Murrieta v. Terhune
This text of 62 F. App'x 195 (Murrieta v. Terhune) is published on Counsel Stack Legal Research, covering Court of Appeals for the Ninth Circuit primary law. Counsel Stack provides free access to over 12 million legal documents including statutes, case law, regulations, and constitutions.
Opinion
MEMORANDUM
Petitioner Obed Valenzuela Murrieta appeals the district court’s dismissal of his 28 [196]*196U.S.C. § 2254 petition as barred by the statute of limitations in the Antiterrorism and Effective Death Penalty Act of 1996, 28 U.S.C. § 2244(d)(1). We affirm.
Murrieta contends that he is entitled to statutory and equitable tolling because he was unable to gain access to the law library at either of the two prisons where he was housed during the one-year limitation period. Murrieta never explained, however, how lack of library access prevented him from obtaining and filling out the federal habeas form he eventually filed. See Lewis v. Casey, 518 U.S. 343, 351, 116 S.Ct. 2174, 135 L.Ed.2d 606 (1996) (stating that the prisoner must show how alleged library shortcomings hindered his efforts to pursue his claim).

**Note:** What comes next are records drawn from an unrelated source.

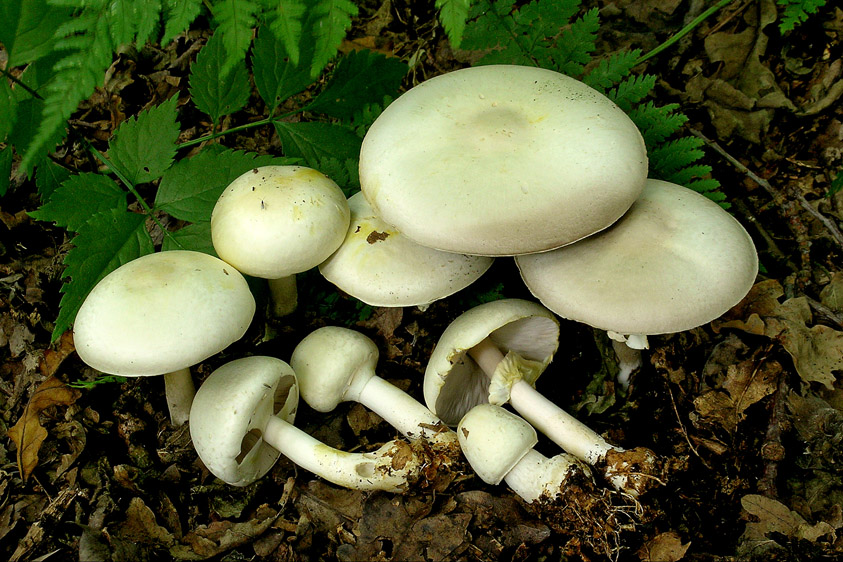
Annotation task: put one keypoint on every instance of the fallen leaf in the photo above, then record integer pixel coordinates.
(664, 547)
(27, 433)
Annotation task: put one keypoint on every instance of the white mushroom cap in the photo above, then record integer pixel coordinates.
(494, 441)
(162, 312)
(675, 261)
(231, 410)
(454, 383)
(501, 160)
(276, 221)
(382, 267)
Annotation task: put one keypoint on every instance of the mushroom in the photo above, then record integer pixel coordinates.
(381, 267)
(499, 446)
(336, 364)
(494, 353)
(275, 221)
(161, 313)
(675, 261)
(501, 160)
(242, 421)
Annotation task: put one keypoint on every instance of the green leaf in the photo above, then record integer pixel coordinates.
(277, 77)
(79, 198)
(333, 18)
(217, 93)
(452, 16)
(190, 189)
(195, 237)
(316, 141)
(179, 14)
(143, 147)
(5, 169)
(104, 243)
(360, 78)
(235, 19)
(48, 177)
(28, 29)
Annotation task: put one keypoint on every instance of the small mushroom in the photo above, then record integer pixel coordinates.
(336, 364)
(161, 313)
(501, 160)
(494, 353)
(242, 421)
(381, 267)
(499, 446)
(276, 221)
(675, 261)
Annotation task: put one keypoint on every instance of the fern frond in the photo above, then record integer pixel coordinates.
(235, 20)
(575, 45)
(333, 18)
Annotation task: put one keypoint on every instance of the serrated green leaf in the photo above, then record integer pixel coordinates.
(277, 77)
(190, 189)
(235, 20)
(333, 18)
(315, 141)
(179, 14)
(48, 177)
(195, 237)
(28, 28)
(214, 92)
(360, 78)
(452, 16)
(143, 147)
(104, 243)
(79, 198)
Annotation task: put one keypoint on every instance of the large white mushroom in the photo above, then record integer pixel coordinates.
(273, 222)
(160, 314)
(242, 421)
(501, 160)
(675, 261)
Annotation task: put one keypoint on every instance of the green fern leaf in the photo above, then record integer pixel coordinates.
(333, 18)
(143, 147)
(104, 243)
(452, 15)
(235, 20)
(79, 198)
(190, 189)
(215, 92)
(179, 14)
(284, 17)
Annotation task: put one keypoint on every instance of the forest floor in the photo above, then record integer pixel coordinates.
(746, 414)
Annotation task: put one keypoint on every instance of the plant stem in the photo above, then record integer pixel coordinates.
(682, 32)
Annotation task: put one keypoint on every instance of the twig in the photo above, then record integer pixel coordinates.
(832, 228)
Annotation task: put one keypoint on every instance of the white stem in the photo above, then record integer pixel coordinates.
(283, 295)
(180, 391)
(389, 468)
(402, 411)
(561, 427)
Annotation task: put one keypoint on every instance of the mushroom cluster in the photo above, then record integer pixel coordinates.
(479, 163)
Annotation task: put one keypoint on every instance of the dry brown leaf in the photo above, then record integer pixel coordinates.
(745, 385)
(664, 547)
(27, 433)
(817, 351)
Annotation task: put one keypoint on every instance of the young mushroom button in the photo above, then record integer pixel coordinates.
(276, 221)
(494, 353)
(241, 422)
(675, 261)
(160, 314)
(336, 364)
(501, 160)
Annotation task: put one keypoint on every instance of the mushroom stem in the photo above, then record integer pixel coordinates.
(283, 295)
(389, 468)
(180, 391)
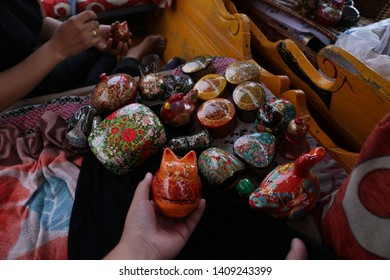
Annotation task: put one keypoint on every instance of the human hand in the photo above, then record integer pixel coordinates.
(298, 250)
(148, 234)
(75, 35)
(106, 43)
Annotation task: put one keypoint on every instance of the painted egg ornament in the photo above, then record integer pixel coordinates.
(291, 190)
(151, 84)
(218, 116)
(257, 151)
(198, 67)
(220, 168)
(176, 186)
(179, 109)
(273, 116)
(119, 33)
(198, 142)
(113, 92)
(178, 84)
(211, 86)
(127, 138)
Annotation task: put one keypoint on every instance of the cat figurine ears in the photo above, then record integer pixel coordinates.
(169, 155)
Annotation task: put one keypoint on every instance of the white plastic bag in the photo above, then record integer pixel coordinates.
(370, 44)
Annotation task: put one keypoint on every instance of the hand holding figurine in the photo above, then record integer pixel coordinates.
(150, 235)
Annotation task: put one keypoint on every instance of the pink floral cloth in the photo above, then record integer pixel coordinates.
(38, 176)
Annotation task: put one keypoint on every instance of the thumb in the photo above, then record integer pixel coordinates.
(298, 250)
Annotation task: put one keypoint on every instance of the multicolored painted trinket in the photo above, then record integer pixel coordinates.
(218, 116)
(273, 116)
(244, 187)
(119, 33)
(220, 168)
(80, 126)
(176, 186)
(179, 109)
(198, 67)
(294, 142)
(198, 142)
(291, 190)
(127, 138)
(211, 86)
(178, 84)
(248, 97)
(257, 151)
(113, 92)
(329, 13)
(151, 84)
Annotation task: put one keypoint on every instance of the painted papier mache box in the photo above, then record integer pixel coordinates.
(127, 138)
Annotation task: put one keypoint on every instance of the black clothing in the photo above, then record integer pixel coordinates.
(229, 229)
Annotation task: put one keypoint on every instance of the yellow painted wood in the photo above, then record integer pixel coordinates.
(211, 27)
(359, 96)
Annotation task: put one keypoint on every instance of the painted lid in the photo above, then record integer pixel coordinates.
(210, 86)
(216, 112)
(197, 63)
(241, 71)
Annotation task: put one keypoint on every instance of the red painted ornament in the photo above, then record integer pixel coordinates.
(291, 190)
(176, 186)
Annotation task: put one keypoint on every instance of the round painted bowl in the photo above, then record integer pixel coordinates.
(198, 67)
(241, 71)
(151, 86)
(248, 97)
(220, 168)
(127, 138)
(210, 86)
(114, 92)
(218, 116)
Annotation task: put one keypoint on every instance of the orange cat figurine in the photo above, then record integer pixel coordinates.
(176, 186)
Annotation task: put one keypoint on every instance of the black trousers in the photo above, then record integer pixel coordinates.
(229, 229)
(83, 70)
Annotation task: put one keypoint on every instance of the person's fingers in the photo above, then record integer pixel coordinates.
(86, 16)
(143, 189)
(297, 251)
(92, 25)
(193, 219)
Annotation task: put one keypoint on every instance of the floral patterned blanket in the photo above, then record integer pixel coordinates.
(38, 176)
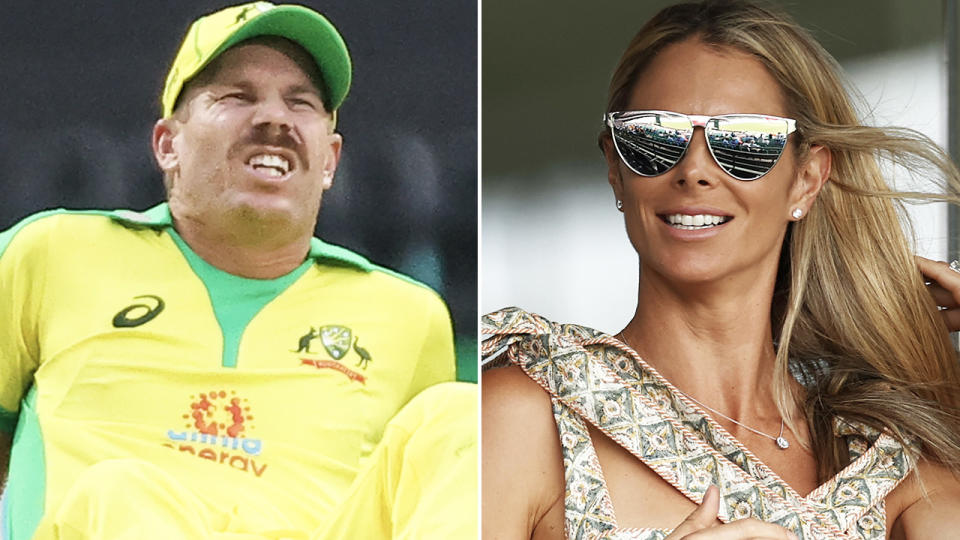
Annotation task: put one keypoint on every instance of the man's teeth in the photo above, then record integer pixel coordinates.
(699, 221)
(271, 164)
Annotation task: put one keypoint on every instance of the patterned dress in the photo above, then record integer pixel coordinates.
(595, 379)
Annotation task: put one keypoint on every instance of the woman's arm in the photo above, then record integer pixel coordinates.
(934, 516)
(522, 466)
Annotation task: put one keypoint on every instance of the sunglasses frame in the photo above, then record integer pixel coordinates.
(696, 120)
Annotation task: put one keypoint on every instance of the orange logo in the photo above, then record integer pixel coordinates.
(217, 427)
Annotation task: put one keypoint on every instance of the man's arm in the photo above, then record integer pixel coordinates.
(6, 441)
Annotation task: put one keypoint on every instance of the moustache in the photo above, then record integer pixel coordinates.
(266, 135)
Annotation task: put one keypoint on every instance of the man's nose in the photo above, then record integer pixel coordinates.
(273, 115)
(272, 110)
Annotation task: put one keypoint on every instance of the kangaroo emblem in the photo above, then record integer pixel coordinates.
(365, 357)
(306, 339)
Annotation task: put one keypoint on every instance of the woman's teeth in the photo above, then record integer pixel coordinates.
(699, 221)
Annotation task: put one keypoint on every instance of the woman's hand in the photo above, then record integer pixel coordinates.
(944, 287)
(701, 524)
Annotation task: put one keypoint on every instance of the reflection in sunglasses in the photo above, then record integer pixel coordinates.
(745, 146)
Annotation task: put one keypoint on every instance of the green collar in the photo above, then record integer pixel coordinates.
(159, 218)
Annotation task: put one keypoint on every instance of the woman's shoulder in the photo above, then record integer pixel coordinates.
(522, 462)
(926, 504)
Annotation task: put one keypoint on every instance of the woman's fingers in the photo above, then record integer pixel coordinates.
(944, 287)
(941, 296)
(743, 529)
(940, 272)
(703, 517)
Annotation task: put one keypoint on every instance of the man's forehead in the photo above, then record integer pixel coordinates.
(229, 67)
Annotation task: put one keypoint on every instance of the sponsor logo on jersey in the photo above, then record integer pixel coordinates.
(338, 342)
(140, 312)
(218, 426)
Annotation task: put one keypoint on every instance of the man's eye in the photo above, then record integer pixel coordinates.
(302, 104)
(237, 96)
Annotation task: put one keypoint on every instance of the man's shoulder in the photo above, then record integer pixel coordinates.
(63, 225)
(386, 280)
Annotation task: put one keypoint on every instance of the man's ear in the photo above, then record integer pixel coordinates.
(811, 176)
(164, 151)
(613, 165)
(330, 167)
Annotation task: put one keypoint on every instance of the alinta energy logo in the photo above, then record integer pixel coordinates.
(338, 342)
(217, 429)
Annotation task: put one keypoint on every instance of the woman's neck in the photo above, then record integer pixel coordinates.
(712, 341)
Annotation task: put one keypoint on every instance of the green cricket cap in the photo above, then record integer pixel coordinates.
(212, 34)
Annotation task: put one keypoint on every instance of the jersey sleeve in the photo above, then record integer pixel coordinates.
(437, 362)
(23, 249)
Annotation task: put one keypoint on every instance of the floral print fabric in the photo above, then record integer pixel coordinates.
(595, 379)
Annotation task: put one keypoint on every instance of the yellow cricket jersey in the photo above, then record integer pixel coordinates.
(263, 397)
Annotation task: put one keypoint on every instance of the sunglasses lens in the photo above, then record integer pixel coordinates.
(650, 143)
(747, 146)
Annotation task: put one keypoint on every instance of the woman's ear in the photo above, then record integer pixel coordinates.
(811, 176)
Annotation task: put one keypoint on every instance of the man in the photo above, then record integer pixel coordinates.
(207, 367)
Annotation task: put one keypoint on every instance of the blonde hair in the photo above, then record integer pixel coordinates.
(850, 310)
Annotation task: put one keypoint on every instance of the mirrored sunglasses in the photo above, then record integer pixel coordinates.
(746, 146)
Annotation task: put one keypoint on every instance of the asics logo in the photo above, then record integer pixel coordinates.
(141, 313)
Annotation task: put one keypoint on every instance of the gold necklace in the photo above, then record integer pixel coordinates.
(781, 441)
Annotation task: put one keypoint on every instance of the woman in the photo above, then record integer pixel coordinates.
(783, 349)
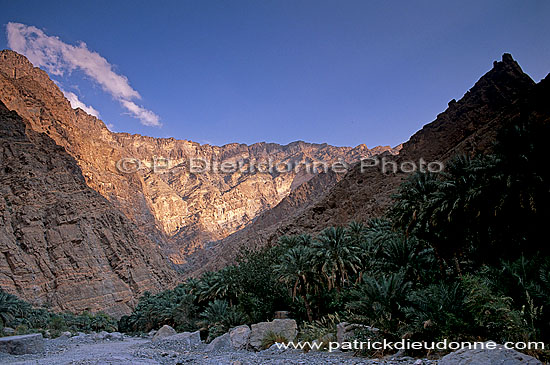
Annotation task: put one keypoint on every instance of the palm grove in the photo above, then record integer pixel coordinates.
(460, 255)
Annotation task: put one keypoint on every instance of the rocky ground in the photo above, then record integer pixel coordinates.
(88, 349)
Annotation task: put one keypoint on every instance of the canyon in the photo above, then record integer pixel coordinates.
(149, 182)
(91, 219)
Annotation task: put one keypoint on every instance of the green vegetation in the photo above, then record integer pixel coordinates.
(272, 338)
(458, 256)
(24, 318)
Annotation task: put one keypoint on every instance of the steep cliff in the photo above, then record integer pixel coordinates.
(61, 243)
(468, 126)
(178, 209)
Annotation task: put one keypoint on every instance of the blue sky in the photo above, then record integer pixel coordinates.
(341, 72)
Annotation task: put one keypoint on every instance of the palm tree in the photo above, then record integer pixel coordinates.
(336, 256)
(295, 269)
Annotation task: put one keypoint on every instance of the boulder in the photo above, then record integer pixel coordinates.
(480, 355)
(220, 343)
(100, 336)
(284, 327)
(240, 337)
(8, 331)
(345, 331)
(20, 345)
(164, 331)
(187, 339)
(115, 336)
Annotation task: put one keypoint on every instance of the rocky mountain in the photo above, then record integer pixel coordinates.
(468, 126)
(152, 180)
(62, 244)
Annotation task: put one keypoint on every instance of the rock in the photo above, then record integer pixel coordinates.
(281, 315)
(100, 336)
(115, 336)
(284, 327)
(164, 331)
(54, 218)
(345, 331)
(240, 337)
(20, 345)
(8, 331)
(483, 356)
(220, 343)
(187, 339)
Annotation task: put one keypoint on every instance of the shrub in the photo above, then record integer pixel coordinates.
(272, 338)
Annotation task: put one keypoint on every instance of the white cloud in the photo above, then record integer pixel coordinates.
(76, 103)
(57, 57)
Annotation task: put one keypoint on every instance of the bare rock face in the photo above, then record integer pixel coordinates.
(470, 126)
(61, 243)
(180, 210)
(164, 331)
(20, 345)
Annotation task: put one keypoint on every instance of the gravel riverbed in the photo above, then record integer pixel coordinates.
(85, 349)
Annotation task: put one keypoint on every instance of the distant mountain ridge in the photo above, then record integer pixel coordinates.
(180, 211)
(502, 96)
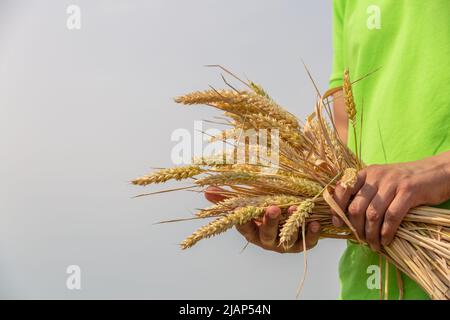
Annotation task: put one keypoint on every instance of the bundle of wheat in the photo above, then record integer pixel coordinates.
(311, 161)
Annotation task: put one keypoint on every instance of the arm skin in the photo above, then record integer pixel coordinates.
(384, 194)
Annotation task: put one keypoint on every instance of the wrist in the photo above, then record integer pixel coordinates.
(441, 165)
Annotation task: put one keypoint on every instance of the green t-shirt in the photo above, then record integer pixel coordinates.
(406, 103)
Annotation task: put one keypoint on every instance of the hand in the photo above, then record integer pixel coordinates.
(265, 234)
(383, 195)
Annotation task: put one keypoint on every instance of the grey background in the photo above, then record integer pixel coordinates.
(82, 112)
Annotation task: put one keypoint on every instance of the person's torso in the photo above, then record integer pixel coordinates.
(406, 104)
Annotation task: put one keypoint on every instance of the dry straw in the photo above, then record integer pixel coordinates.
(312, 160)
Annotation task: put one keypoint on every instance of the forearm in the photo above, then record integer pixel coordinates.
(438, 166)
(340, 115)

Murrieta also contends that we should remand the case for an evidentiary hearing to determine whether he made more than one request for law library access at Centinela State Prison. He relies on our opinion in Whalem/Hunt v. Early, 233 F.3d 1146, 1148 (9th Cir.2000) (en banc) (per curiam), in which we remanded for further factual development to determine whether either statutory or equitable tolling was justified. Here, the magistrate judge did what she was supposed to do after Whalem. She deferred her report so that Murrieta could submit additional evidence in support of his petition. Murrieta did not submit sufficient additional evidence to show that tolling was justified.
AFFIRMED.
This disposition is not appropriate for publication and may not be cited to or by the courts [196]*196of this circuit except as provided by Ninth Circuit Rule 36-3.